A Vernamiège, avant la grande spoliation

Territoire Le Valais combat la nouvelle loi au nom de ses propriétaires Reportage sur le zonage au val d’Hérens

Il nous a indiqué la marque de sa voiture, une Mercedes, et son numéro de plaque pour faciliter le rendez-vous, place de la Gare à Sion. Nous monterons ensemble dans le val d’Hérens, pour parler des propriétaires valaisans que la nouvelle loi sur l’aménagement du territoire, la LAT, met en ébullition.

En ville, Bernard Bruttin est directeur de Credit Suisse pour le Valais francophone, président de la Chambre de commerce, administrateur de ceci et de cela. Mais c’est en haut, au village, que ce membre du PDC fait de la politique depuis trente-deux ans. Il préside la nouvelle commune fusionnée de Mont-Noble, qui réunit depuis 2011 son village de Nax à ses voisins de Vernamiège et de Mase. A Vernamiège, justement, une importante «zone touristique» vient d’être équipée aux frais de la commune et des propriétaires. Alors même que la voie des résidences secondaires est barrée (il y en a déjà 57%) et que les zones à bâtir surdimensionnées sont menacées. Tout ça pour rien?
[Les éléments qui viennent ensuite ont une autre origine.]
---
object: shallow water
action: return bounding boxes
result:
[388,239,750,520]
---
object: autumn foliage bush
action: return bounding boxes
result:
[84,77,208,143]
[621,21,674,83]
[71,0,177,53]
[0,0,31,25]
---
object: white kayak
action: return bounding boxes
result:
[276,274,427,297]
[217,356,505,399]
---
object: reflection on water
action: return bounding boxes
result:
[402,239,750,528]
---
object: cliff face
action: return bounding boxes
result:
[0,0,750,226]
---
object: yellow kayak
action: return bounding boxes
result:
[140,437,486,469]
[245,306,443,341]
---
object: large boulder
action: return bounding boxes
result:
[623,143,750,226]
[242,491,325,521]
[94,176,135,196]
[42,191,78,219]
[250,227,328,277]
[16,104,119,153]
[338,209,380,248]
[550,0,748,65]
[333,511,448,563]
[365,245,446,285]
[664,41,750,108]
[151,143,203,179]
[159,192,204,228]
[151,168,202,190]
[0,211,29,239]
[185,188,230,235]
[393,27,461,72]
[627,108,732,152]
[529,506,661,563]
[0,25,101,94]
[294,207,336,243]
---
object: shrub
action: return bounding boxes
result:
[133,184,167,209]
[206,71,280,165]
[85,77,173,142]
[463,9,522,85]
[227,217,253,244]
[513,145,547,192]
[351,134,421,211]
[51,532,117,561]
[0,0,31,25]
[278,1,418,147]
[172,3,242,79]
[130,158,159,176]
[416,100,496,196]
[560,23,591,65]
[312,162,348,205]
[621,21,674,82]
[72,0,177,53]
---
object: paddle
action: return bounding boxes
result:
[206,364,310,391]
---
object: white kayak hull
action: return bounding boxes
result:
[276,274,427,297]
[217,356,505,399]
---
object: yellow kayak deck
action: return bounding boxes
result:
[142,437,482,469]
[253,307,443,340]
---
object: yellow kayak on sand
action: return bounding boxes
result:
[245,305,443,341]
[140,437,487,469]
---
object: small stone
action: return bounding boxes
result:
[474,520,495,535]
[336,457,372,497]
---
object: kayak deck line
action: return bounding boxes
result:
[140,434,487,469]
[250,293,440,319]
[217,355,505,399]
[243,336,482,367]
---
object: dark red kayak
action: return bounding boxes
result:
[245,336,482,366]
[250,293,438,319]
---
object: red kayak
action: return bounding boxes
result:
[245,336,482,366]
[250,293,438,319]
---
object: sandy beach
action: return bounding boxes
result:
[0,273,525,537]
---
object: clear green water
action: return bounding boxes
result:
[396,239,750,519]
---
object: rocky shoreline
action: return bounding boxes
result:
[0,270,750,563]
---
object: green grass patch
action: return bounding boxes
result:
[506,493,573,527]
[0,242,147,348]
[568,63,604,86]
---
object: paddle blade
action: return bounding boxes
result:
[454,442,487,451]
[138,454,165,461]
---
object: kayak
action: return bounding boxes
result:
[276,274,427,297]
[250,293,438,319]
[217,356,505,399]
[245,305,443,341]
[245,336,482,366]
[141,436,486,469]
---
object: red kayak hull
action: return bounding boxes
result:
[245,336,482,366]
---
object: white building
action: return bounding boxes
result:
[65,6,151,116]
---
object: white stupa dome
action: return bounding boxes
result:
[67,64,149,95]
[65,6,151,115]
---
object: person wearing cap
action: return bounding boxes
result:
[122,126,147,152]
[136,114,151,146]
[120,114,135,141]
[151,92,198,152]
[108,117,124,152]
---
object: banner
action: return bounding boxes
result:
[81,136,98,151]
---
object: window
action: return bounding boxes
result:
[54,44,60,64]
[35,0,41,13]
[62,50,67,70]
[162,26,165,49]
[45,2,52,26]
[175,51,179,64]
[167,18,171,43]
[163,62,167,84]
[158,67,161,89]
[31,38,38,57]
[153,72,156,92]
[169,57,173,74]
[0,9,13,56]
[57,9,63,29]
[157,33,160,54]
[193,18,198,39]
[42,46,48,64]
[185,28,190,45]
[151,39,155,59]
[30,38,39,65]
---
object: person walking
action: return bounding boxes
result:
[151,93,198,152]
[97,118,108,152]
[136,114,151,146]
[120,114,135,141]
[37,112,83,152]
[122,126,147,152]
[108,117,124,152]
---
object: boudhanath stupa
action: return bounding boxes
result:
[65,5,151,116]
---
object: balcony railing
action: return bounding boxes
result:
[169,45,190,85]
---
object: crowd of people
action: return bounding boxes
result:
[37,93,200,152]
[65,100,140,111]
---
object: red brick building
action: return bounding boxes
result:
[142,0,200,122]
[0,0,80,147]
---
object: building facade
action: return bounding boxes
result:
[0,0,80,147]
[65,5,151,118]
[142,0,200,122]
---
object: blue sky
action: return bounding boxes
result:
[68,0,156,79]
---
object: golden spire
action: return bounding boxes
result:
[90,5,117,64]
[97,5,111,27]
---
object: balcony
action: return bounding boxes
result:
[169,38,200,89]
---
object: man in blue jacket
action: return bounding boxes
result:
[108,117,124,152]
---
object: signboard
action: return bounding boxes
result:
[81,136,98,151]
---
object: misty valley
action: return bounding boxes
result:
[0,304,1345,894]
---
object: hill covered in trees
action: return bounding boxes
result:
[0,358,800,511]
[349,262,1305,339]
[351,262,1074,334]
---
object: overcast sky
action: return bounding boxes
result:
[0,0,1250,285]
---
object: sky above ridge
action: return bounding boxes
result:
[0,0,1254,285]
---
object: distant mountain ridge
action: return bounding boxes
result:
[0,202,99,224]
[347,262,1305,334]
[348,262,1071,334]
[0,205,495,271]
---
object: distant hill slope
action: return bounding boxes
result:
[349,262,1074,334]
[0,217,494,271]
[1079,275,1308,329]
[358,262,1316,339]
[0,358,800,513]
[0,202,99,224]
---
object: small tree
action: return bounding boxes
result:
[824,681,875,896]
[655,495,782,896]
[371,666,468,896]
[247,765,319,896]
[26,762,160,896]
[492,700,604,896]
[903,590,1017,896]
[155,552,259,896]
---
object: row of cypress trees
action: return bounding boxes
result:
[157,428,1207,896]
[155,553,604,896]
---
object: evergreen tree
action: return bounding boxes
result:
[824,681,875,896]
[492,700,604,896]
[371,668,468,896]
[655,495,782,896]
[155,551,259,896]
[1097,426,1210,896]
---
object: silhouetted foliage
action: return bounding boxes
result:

«Mon père était ouvrier d’usine, raconte le président dans les lacets qui montent vers le «Balcon du ciel», mais nous avions trois résidences: la maison au village, le mayen et la guérite de vigne à Saint-Léonard. Nous faisions de la transhumance.» Bernard Bruttin a fait sa belle carrière en plaine, comme presque tout le monde, mais le sol dans les vallées reste au cœur des intérêts dans un canton qui compte deux tiers de propriétaires. Cela justifie même que le canton, seul parmi tous, refuse massivement la nouvelle loi.

«Nous, un mauvais exemple?» C’est en tout cas ce que pensent les Verts valaisans, seul parti à soutenir la LAT, qui ont pointé du doigt la planification de Vernamiège comme particulièrement gourmande en terrains à bâtir.

L’association Altitude 1400, qui jette un regard critique sur le développement des vallées valaisannes, a épinglé Vernamiège dans une exposition intitulée Valais mythique – Valais mité.

«Au contraire, nous sommes de bons élèves qui seraient punis», assure Bernard Bruttin. A 1300 mètres d’altitude, la vue plonge sur l’autre versant du val d’Hérens et sur Vex, qui étend à n’en plus finir les tentacules de ses constructions périurbaines. Question mitage, on pourrait aussi dénoncer Nendaz ou Savièse, «mais il est plus facile de s’attaquer à notre petite commune». Sous la neige de janvier, Vernamiège ressemble encore, c’est vrai, au village valaisan de toujours.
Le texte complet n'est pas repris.